Denitrification performance and microbial versatility in response to different selection pressures

• Published in: Bioresource technology Vol. 281; pp. 72 - 83
• Main Authors: Pishgar, Roya, Dominic, John Albino, Sheng, Zhiya, Tay, Joo Hwa
• Format: Journal Article
• Language: English
• Published: England Elsevier Ltd 01.06.2019
• Subjects: Acinetobacter; Aerobic denitrification; Aerobic granulation; ammonium nitrogen; Arcobacter; biodiversity; biomass; Comamonas; denitrification; Denitrifiers; denitrifying microorganisms; Ecological niche; Flavobacterium; microbial communities; nitrate nitrogen; nitrates; nitrification; nitrite nitrogen; nitrites; nitrogen; nitrogen oxides; Nitrogen removal mechanism; Pseudomonas; selection pressure; Suspended biomass; Thauera; Zoogloea; Denitrifiers; Suspended biomass; Aerobic granulation; Aerobic denitrification; Ecological niche; Nitrogen removal mechanism
• ISSN: 0960-8524; 1873-2976; 1873-2976
• DOI: 10.1016/j.biortech.2019.02.061

[Display omitted] •Aerobic and anoxic suspended biomass could remove diverse NOx− concentrations.•Denitrifying community significantly altered under different incubation conditions.•Interspecies interactions possibly limited aerobic denitrification capacity.•Granular biomass removed nitrogen via heterotrophic nitrification/denitrification.•Microbial selection and nitrogen removal pathway depend on nourishment condition.
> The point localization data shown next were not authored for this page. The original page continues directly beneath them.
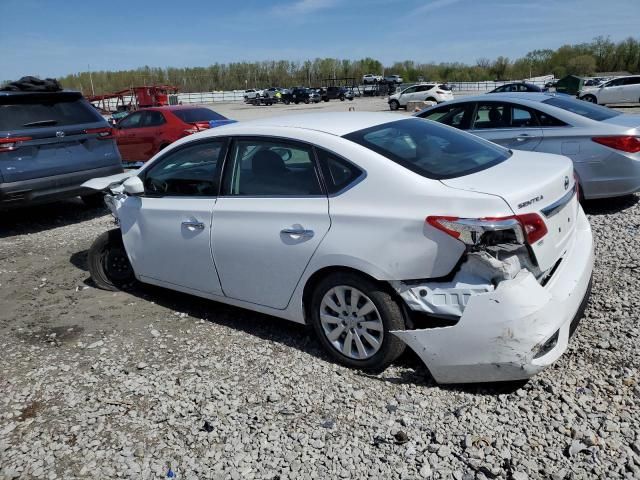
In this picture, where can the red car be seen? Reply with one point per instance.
(143, 133)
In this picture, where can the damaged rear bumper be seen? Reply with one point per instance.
(516, 330)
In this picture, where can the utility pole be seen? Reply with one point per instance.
(91, 80)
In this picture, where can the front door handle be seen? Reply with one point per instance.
(193, 225)
(297, 231)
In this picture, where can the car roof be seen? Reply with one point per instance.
(12, 93)
(170, 108)
(334, 123)
(530, 96)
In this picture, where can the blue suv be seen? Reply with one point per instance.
(50, 143)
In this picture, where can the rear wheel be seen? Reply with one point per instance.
(353, 317)
(108, 263)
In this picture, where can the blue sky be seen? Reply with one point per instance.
(54, 38)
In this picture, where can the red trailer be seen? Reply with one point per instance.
(134, 98)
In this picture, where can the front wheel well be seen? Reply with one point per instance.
(314, 279)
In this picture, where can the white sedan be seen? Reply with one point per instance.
(422, 92)
(379, 230)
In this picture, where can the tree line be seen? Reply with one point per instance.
(599, 55)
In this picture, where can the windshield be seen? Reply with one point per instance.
(580, 107)
(430, 149)
(197, 115)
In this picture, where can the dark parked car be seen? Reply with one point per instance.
(518, 87)
(50, 143)
(337, 93)
(301, 94)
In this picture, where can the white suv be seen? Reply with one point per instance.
(421, 92)
(618, 90)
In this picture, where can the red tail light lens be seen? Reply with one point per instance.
(529, 227)
(103, 133)
(534, 226)
(8, 144)
(626, 143)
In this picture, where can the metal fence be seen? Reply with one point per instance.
(238, 95)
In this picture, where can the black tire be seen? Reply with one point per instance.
(390, 314)
(108, 263)
(93, 200)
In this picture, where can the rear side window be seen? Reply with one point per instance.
(191, 171)
(152, 118)
(429, 149)
(24, 113)
(580, 107)
(190, 115)
(271, 167)
(456, 115)
(338, 173)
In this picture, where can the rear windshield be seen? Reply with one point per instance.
(25, 112)
(430, 149)
(580, 107)
(191, 115)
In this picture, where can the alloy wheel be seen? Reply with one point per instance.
(351, 322)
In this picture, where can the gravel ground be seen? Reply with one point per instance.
(157, 384)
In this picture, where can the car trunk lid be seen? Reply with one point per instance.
(631, 121)
(533, 183)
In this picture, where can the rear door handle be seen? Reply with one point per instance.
(193, 225)
(294, 231)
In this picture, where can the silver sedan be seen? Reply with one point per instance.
(604, 144)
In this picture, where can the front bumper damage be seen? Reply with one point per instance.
(508, 331)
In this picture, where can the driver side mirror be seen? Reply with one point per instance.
(133, 186)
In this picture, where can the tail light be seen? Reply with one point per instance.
(528, 227)
(102, 133)
(9, 144)
(625, 143)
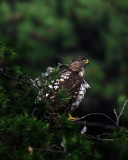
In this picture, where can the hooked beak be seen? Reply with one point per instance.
(87, 61)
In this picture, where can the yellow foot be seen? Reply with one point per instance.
(72, 118)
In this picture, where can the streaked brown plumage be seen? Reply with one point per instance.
(72, 79)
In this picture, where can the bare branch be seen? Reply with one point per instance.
(121, 112)
(92, 114)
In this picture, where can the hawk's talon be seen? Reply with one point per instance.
(72, 118)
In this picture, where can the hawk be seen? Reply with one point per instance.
(71, 78)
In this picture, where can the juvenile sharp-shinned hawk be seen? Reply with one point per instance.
(72, 79)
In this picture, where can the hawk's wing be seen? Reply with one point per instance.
(82, 90)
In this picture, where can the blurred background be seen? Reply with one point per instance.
(47, 32)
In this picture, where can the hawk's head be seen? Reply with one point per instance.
(78, 64)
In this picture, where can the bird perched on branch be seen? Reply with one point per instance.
(69, 82)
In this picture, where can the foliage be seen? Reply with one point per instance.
(43, 33)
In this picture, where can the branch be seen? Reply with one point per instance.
(101, 114)
(97, 125)
(121, 112)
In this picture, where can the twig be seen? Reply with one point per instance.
(91, 114)
(50, 150)
(97, 125)
(121, 112)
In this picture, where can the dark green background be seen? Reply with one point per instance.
(47, 32)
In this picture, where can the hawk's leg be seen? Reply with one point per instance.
(72, 118)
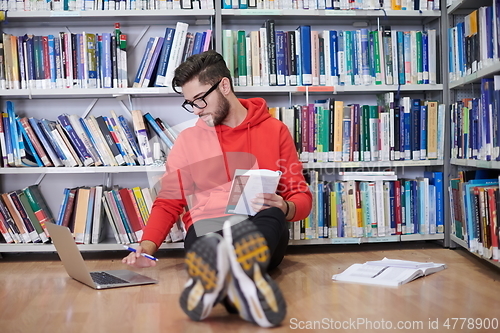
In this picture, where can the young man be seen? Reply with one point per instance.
(226, 255)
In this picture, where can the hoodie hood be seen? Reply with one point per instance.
(257, 112)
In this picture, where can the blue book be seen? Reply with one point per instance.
(460, 31)
(142, 66)
(109, 122)
(475, 135)
(198, 43)
(123, 215)
(334, 57)
(52, 61)
(401, 57)
(43, 140)
(339, 188)
(436, 179)
(415, 129)
(164, 54)
(64, 204)
(356, 56)
(14, 134)
(425, 58)
(408, 208)
(83, 123)
(8, 140)
(31, 157)
(415, 213)
(468, 201)
(153, 63)
(423, 132)
(158, 130)
(75, 140)
(305, 54)
(131, 139)
(280, 58)
(451, 49)
(392, 212)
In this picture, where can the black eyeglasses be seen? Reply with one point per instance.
(199, 102)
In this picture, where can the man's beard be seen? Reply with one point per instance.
(220, 115)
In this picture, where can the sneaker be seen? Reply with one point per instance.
(252, 291)
(208, 267)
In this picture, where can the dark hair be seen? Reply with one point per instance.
(208, 66)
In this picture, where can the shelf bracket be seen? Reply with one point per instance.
(89, 108)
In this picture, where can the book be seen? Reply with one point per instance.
(246, 185)
(387, 272)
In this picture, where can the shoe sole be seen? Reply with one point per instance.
(207, 266)
(255, 294)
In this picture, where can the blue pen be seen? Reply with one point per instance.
(145, 255)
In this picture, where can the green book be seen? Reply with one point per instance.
(31, 216)
(376, 58)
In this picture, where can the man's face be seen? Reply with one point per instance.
(216, 106)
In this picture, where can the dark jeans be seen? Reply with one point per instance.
(270, 222)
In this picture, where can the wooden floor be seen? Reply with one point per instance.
(36, 295)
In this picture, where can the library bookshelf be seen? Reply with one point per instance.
(472, 77)
(140, 24)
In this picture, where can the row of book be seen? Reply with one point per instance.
(162, 55)
(75, 141)
(332, 131)
(304, 56)
(474, 43)
(332, 4)
(89, 60)
(66, 60)
(475, 124)
(474, 202)
(373, 204)
(85, 209)
(24, 215)
(90, 5)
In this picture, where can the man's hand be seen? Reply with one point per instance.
(135, 259)
(265, 200)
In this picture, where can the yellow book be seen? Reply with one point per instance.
(396, 4)
(82, 202)
(333, 213)
(141, 203)
(337, 131)
(432, 120)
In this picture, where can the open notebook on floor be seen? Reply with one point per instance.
(387, 272)
(75, 265)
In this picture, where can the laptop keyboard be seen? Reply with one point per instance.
(105, 278)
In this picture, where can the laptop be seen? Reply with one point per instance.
(75, 265)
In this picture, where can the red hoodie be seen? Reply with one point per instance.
(201, 165)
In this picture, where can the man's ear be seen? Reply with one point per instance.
(225, 86)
This study investigated functional dynamics of microbial community in response to different selection pressures, with a focus on denitrification. Suspended-biomass experiments demonstrated limited aerobic and relatively higher anoxic nitrate and nitrite reduction capabilities; the highest NO2-N and NO3-N removal rates were 1.3 ± 0.1 and 0.74 ± 0.01 in aerobic and 1.4 ± 0.05 and 3.4 ± 0.1 mg/L.h in anoxic media, respectively. Key potential denitrifiers were identified as: (i) complete aerobic denitrifiers: Dokdonella, Flavobacterium, and Ca. Accumulibacter; (ii) complete anoxic denitrifiers: Acinetobacter, Pseudomonas, Arcobacter, and Comamonas; (iii) incomplete nitrite denitrifier: Diaphorobacter (aerobic/anoxic), (iv): incomplete nitrate denitrifiers: Thauera (aerobic/anoxic) and Zoogloea (strictly-aerobic). Granular biomass removed 72 mg/L NH4-N with no NOx− accumulation. Heterotrophic nitrification and aerobic denitrification were proposed as the principal nitrogen removal pathway in granular reactors, potentially performed by two key organisms Thuaera and Flavobacterium. Biodiversity analysis suggested that the selection pressure of nourishment condition was the decisive factor for microbial selection and nitrogen removal mechanism.